Le traitement du cancer est multidisciplinaire, il y a la chirurgie, la chimiothérapie, la radiothérapie, l’hormonothérapie et l’immunothérapie. C'est aussi un traitement personnalisé car il peut être différent pour chaque patient. Il dépend du stade et du grade du cancer. Ainsi, la possibilité de guérir du cancer est plus élevé quand le stade (c'est-à-dire le degré d'extension ou de propagation au sein de l'organisme) est moins avancé, qu'il ne faut pas confondre avec le grade qui est le degré d’agressivité du cancer (le grade 1 étant le moins agressif et le grade 3 le plus agressif).
Le cancer est aussi une maladie qu’on peut éviter, c’est ce que nous explique Monsieur Bernard Joseph, qui travaille sur le cancer depuis 9 ans en Haïti « Il faut agir sur les facteurs de risque c’est-à-dire éviter de fumer, éviter l’abus de l’alcool, pratiquer le sport, avoir une bonne alimentation, éviter la sédentarité, éviter le plus que possible de s’exposer à la pollution. Pour les personnes qui ont des antécédents familiaux en lien avec le cancer, il est important de se faire évaluer régulièrement, et effectuer des tests de dépistage périodiquement. »

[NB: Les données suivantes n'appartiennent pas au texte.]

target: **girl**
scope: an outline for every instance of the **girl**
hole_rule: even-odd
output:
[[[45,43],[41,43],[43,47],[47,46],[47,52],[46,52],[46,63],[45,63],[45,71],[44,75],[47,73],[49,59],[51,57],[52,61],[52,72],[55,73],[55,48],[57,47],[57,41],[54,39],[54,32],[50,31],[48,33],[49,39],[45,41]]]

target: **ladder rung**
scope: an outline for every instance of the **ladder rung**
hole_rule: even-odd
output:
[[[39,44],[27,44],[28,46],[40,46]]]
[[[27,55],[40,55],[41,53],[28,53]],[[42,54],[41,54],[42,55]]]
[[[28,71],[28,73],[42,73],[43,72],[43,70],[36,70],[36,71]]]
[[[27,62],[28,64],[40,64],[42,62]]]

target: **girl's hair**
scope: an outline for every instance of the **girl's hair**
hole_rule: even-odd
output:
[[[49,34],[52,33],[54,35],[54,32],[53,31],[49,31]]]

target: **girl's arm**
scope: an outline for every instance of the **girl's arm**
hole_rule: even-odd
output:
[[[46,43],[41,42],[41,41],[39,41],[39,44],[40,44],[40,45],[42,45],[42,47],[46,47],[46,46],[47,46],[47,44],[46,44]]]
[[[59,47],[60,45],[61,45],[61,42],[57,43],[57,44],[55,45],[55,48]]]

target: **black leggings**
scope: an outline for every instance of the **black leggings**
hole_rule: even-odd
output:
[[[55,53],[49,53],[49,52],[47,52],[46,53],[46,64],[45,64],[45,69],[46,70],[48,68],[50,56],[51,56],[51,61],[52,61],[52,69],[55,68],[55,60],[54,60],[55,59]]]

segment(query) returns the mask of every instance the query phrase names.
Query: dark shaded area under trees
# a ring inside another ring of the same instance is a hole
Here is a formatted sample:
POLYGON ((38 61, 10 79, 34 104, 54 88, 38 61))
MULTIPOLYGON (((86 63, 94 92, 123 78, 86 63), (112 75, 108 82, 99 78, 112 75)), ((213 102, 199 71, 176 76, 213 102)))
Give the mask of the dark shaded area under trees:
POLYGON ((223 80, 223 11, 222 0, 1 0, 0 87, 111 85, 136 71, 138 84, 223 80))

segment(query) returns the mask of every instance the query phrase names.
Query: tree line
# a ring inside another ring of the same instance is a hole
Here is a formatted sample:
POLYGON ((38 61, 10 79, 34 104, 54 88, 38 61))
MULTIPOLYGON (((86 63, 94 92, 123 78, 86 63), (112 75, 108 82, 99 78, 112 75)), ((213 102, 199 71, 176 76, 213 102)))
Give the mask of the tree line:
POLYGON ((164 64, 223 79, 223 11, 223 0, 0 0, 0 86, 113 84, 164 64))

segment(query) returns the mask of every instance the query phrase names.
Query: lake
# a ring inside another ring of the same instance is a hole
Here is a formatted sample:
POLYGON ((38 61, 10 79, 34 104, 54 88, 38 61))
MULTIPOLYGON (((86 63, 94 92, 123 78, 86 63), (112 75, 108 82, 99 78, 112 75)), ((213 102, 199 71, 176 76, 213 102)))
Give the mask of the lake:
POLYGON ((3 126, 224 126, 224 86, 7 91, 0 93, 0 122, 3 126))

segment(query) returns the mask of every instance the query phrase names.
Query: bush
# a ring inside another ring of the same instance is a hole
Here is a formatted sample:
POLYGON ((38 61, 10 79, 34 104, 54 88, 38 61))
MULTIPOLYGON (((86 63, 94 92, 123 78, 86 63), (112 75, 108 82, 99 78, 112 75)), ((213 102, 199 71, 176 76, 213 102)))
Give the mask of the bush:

Haïti, très loin des progrès réalisés mondialement
Le cancérologue Jean Cantave se réjouit des progrès qu'il y a eu dans le traitement du cancer au niveau mondial. Mais en Haïti, la réalité est complexe « La fuite des professionnels, le problème de la recherche médicale et de l’investigation, et le facteur économique car après le diagnostic, les gens n'ont pas les moyens pour suivre les traitements, ces éléments compliquent la tâche en Haïti ». Il déplore qu'Haïti soit l'un des rares pays sans la couverture d'une assurance universelle.
Du côté de la SHONC, il y a des efforts dans la promotion de l'éducation pour la prévention, le dépistage et le diagnostic précoce. En ce sens, « Le mois de mai est décrété par la SHONC, comme mois de dépistage des cancers du sein, et du col de l'utérus ». Cependant, le Docteur reconnaît que le gros du travail est celui de l’État haïtien « Au niveau de la SHONC, on prône que l’État haïtien mette en place un programme national de prise en charge et surtout de dépistage du cancer ».
Prévenir ou guérir le cancer, est avant tout un exercice qui doit se baser sur l’éducation et la sensibilisation comme le précise les deux professionnels. D’autre part, Haïti est encore loin des avancées médicales et technologiques essentielles dans la lutte contre le cancer, mais, il faudra tôt ou tard s’aligner dans cette lutte.